Solution Approach 2:
The patent introduces an intermediary scoring mechanism that evaluates multiple features before making beam steering decisions. This intermediary layer processes source characteristics and produces a composite score that guides the beamformer, preventing direct selection based solely on activity level and enabling more accurate source identification.
2Measurement precision
If multiple features are evaluated for each source, then source identification accuracy is improved, but computational complexity increases
Solution Approach 1:
The system segments the source evaluation process into distinct feature extraction steps (activity, persistency, mobility, energy) that can be computed independently and then combined.
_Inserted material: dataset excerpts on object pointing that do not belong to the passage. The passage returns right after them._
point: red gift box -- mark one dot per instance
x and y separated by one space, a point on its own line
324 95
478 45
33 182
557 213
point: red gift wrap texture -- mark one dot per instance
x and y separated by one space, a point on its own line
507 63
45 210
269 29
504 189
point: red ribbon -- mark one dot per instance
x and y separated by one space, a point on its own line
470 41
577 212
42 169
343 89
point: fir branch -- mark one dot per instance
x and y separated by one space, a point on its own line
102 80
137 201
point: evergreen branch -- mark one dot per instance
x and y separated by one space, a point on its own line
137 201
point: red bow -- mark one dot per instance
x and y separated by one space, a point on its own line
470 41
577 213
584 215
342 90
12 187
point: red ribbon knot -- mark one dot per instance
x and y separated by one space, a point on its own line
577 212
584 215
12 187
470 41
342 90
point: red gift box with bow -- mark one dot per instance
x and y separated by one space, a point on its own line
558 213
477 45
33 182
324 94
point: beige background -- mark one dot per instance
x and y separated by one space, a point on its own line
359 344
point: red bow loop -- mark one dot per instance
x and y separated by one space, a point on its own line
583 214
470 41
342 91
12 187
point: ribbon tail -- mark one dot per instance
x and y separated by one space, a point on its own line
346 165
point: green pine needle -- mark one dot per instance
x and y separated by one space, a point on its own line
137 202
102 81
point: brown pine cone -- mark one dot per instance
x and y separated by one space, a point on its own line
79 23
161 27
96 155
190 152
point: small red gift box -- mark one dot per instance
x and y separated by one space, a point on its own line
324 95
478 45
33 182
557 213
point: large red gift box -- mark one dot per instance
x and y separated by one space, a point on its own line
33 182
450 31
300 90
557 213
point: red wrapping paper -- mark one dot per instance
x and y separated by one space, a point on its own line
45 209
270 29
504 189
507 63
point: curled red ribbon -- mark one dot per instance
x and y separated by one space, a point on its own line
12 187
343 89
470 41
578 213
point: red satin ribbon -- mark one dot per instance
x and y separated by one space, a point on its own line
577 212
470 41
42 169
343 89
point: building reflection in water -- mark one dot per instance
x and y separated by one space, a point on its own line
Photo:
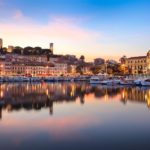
38 96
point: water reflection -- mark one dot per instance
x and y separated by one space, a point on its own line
38 96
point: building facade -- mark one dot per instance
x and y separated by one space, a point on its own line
15 65
138 65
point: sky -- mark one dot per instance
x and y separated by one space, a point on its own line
93 28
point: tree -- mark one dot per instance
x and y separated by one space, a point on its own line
17 50
96 69
79 69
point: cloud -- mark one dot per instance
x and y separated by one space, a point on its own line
68 33
58 27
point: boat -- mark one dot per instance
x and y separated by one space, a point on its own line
145 82
1 79
95 80
49 79
138 82
35 79
127 82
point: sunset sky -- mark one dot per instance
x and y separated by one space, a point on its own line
94 28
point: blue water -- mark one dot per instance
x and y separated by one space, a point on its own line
74 116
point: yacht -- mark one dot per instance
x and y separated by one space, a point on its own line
127 82
145 82
95 80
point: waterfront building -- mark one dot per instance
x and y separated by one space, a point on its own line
1 43
10 49
138 65
52 47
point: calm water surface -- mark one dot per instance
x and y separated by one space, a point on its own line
74 116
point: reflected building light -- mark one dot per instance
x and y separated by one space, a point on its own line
1 94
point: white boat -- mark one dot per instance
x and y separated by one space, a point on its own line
95 80
138 81
145 82
127 82
35 79
1 79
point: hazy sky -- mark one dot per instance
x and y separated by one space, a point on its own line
94 28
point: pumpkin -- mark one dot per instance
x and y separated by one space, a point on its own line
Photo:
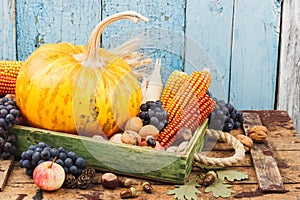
79 89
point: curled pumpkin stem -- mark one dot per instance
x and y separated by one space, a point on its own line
94 40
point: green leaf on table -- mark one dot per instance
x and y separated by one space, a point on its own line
188 191
219 189
231 175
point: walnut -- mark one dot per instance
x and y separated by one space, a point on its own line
258 133
246 141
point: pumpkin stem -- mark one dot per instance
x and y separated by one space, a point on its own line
94 40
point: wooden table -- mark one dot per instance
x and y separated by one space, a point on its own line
283 139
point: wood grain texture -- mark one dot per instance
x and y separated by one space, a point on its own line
289 68
40 22
265 165
208 41
254 54
165 29
7 30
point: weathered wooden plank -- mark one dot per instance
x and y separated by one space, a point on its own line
267 172
53 21
165 29
208 41
288 95
5 169
7 30
120 158
254 54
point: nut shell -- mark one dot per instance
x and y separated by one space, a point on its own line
110 180
258 136
246 141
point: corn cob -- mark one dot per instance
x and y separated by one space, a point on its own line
190 118
172 86
197 82
9 71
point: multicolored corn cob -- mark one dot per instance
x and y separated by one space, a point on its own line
197 82
175 81
9 71
190 117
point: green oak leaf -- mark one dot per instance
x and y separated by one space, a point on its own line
231 175
188 191
219 189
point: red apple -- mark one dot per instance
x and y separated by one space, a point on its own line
49 176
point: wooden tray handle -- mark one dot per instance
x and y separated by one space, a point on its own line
222 162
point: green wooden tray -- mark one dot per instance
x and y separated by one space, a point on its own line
124 159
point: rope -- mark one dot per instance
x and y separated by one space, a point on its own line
222 162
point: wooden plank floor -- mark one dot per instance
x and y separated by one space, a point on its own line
284 142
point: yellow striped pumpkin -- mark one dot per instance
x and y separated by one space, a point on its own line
78 89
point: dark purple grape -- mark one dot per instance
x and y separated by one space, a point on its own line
143 107
7 146
73 170
2 141
80 163
29 172
236 125
151 113
36 156
20 163
3 112
5 155
66 170
68 162
27 164
72 155
41 145
62 155
54 152
227 127
32 147
151 141
28 154
45 155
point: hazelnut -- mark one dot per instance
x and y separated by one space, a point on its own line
110 180
246 141
258 136
131 137
148 130
134 124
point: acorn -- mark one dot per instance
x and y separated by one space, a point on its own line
147 187
209 178
128 193
127 182
110 180
134 124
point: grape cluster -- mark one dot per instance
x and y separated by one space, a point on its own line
154 114
36 154
225 117
9 115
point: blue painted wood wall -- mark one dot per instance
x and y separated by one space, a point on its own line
238 40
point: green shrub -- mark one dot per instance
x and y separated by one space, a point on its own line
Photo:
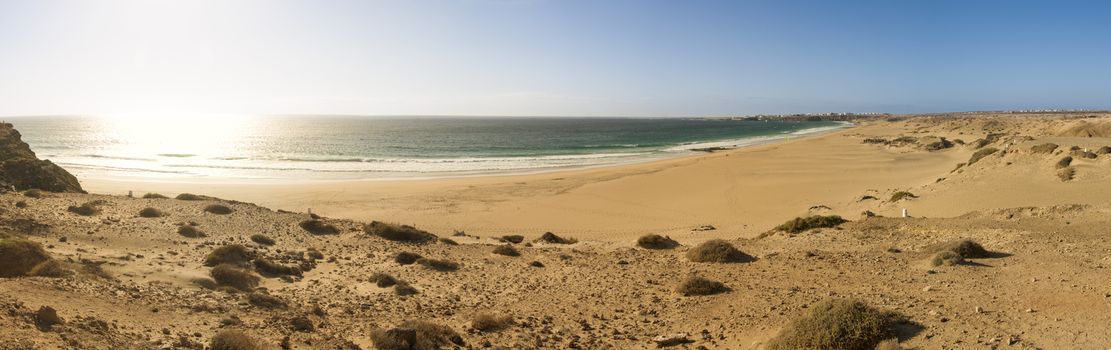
234 277
698 286
717 251
219 209
799 225
656 241
18 257
399 232
507 250
846 325
231 253
981 153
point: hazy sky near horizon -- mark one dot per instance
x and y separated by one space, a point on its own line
549 58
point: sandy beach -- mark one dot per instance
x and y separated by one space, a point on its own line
1026 197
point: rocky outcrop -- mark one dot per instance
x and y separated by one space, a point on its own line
20 169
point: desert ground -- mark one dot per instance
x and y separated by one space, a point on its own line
118 279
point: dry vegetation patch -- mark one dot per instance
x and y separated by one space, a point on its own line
399 232
846 325
717 251
656 241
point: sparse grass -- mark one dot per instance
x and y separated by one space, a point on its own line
234 277
512 239
490 321
416 336
219 209
846 325
318 227
981 153
1044 148
656 241
151 212
190 197
234 340
717 251
438 265
190 231
1067 173
383 280
399 232
1064 162
262 240
407 258
900 196
799 225
84 210
698 286
18 257
268 268
947 258
551 238
507 250
266 301
50 268
231 253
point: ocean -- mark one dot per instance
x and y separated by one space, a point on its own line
336 148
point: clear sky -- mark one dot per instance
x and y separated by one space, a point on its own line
550 58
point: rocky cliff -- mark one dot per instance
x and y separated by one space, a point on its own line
20 169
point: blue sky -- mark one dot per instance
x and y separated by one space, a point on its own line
550 58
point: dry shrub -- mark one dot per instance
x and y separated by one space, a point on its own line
51 268
507 250
900 196
262 240
512 239
234 340
438 265
266 301
234 277
190 231
551 238
219 209
838 323
383 280
799 225
699 286
1067 175
18 257
84 210
268 268
191 197
1044 148
490 321
399 232
231 253
151 212
717 251
407 258
318 227
981 153
656 241
416 336
1064 162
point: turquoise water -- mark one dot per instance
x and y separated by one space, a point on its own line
364 148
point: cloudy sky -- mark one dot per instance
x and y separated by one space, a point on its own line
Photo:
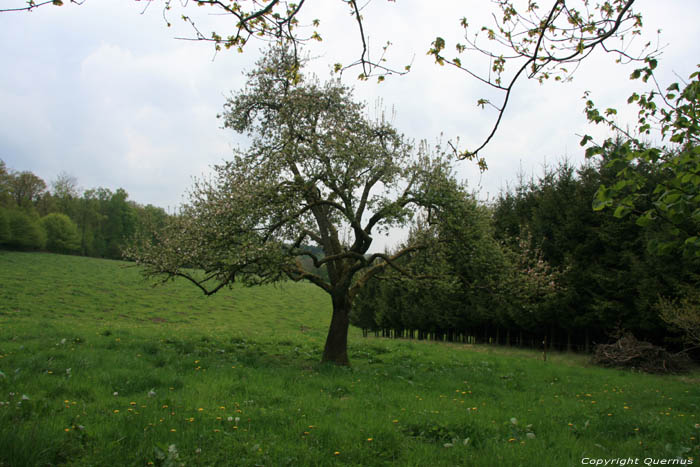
106 93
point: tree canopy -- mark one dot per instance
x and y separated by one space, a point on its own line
525 40
318 172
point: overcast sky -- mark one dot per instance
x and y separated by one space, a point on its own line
108 95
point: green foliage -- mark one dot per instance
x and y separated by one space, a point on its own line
61 233
683 313
26 233
184 380
660 187
4 226
316 167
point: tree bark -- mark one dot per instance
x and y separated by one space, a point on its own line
336 349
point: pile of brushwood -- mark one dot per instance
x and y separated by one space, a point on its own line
628 352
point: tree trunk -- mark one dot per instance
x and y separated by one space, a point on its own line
336 349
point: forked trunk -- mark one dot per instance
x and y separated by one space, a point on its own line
336 349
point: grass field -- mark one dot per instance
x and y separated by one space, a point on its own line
100 368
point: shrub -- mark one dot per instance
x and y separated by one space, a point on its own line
25 232
61 232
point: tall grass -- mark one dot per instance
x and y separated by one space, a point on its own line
101 368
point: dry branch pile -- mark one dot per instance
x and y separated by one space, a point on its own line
628 352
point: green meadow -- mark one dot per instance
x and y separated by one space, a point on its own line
100 367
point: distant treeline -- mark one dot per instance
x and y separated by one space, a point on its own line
96 222
536 265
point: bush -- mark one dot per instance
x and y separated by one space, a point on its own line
25 232
628 352
61 232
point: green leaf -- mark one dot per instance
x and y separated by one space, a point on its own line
646 219
622 211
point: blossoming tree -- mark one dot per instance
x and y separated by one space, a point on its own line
317 173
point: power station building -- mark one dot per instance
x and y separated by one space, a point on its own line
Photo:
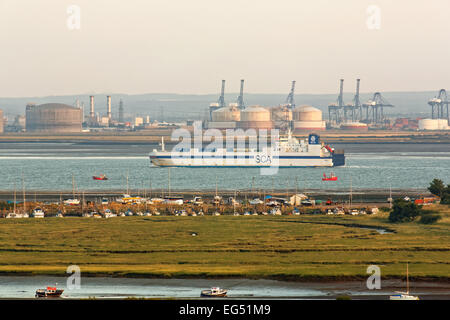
53 118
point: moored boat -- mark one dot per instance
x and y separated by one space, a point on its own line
404 295
100 177
331 177
214 292
49 292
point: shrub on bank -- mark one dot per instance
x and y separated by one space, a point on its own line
430 218
404 211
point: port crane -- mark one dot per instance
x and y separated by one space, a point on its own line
240 99
439 106
290 103
335 109
376 105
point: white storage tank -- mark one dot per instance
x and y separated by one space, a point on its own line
307 118
256 117
433 124
226 114
307 113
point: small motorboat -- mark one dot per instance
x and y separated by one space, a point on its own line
404 295
49 292
331 177
214 292
100 177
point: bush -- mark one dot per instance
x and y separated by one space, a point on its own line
430 218
437 187
404 211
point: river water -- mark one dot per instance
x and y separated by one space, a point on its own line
106 288
50 166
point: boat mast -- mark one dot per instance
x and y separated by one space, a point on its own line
407 279
23 189
168 177
351 195
73 187
128 191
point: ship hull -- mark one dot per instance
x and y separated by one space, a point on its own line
164 159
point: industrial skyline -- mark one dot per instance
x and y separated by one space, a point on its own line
119 48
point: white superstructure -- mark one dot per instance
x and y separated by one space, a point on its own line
286 152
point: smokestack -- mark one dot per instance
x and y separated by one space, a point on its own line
341 93
108 107
121 111
92 112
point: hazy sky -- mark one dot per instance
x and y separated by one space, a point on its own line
188 46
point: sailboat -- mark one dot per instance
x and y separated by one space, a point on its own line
13 214
404 295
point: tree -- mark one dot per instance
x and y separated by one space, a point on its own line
404 211
437 187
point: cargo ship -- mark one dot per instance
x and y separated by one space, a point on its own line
286 152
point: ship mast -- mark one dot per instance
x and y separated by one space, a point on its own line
14 197
407 279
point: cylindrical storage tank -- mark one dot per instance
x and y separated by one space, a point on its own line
307 113
429 124
255 117
53 117
226 114
309 126
281 114
1 121
222 125
355 126
443 124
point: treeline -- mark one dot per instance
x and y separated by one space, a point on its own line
438 188
404 210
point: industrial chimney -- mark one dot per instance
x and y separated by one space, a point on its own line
92 112
108 107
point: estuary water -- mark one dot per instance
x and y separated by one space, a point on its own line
50 167
21 287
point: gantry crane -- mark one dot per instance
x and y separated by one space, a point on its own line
439 106
240 99
376 105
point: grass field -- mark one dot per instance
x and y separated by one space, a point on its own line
278 247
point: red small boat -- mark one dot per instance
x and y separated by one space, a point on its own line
332 177
101 177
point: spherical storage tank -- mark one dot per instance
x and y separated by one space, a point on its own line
280 115
255 117
53 117
307 118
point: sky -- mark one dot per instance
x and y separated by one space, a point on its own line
59 47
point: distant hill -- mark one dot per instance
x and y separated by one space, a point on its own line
174 107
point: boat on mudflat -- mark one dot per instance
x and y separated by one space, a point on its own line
49 292
100 177
214 292
331 177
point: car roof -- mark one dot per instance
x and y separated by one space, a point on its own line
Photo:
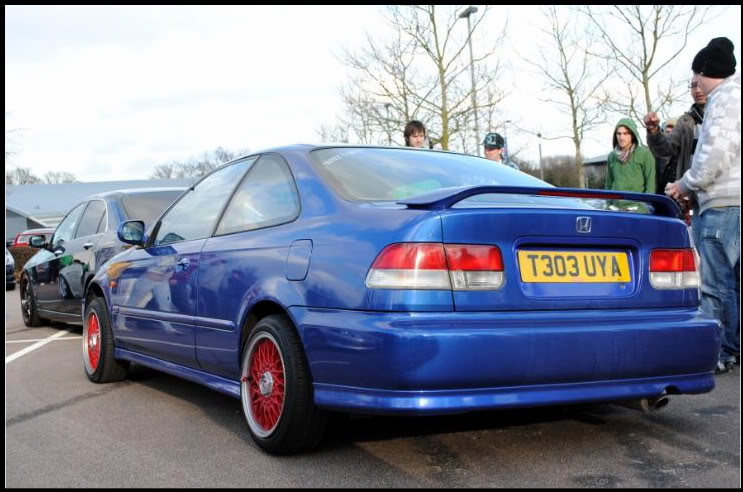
40 229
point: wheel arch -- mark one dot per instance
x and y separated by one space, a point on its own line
257 312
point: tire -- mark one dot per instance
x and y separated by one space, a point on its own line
98 345
276 390
28 304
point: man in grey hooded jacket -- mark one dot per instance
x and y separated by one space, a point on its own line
714 177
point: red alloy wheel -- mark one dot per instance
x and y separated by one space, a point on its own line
93 341
266 384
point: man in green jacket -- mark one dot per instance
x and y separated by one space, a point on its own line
631 165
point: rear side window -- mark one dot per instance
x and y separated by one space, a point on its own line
195 214
148 206
66 228
266 197
95 210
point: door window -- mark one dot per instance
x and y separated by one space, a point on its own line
195 214
66 228
266 197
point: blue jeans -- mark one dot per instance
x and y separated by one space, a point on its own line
717 239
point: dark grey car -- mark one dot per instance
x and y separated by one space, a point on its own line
54 280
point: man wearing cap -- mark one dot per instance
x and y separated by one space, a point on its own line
714 177
678 147
494 144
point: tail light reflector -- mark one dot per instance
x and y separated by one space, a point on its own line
410 266
474 266
437 266
673 269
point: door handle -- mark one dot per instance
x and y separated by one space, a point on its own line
182 264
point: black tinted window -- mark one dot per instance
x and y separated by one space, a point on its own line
266 197
67 227
195 214
95 210
148 206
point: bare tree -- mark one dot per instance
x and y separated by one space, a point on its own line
21 175
195 167
572 74
421 73
55 177
10 136
654 36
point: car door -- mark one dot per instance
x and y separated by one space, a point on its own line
52 287
75 262
154 302
253 244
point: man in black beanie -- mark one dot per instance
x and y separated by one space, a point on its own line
714 178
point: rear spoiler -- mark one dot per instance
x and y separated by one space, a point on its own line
446 197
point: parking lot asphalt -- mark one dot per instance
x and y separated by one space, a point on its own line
154 430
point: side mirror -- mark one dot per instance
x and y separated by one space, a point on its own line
37 241
131 232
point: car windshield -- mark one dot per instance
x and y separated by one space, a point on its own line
394 174
148 206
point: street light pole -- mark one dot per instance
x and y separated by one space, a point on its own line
389 134
467 13
541 169
505 138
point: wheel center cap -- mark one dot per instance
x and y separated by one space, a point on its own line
266 383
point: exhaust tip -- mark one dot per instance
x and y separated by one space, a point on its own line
645 405
659 403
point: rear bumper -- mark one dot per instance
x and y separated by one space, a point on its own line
435 363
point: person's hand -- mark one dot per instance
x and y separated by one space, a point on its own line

This modular approach allows for efficient processing by breaking down the complex evaluation into manageable components that can be calculated and integrated systematically.
3Reliability
If feature-based scoring is implemented, then interference rejection is improved, but processing time increases
Solution Approach 1:
The system performs preliminary evaluation of source features (activity, persistency, mobility, energy) before the beamforming decision is made. By pre-computing these features and combining them into a composite score in advance, the system reduces the processing time required during actual beam steering operations, as the scoring framework is already established and ready for rapid decision-making.
Data Source
AI summary
A method, computer program product, and computer system for identifying, by a computing device, a plurality of sources. One or more feature values of a plurality of features may be assigned to a first source of the plurality of sources. One or more feature values of the plurality of features may be assigned to a second source of the plurality of sources. A first score for the first source and a second score for the second source may be determined based upon, at least in part, the one or more feature values assigned to the first source and the second source. One of the first source and the second source may be selected for spatial processing based upon, at least in part, the first score for the first source and the second score for the second source.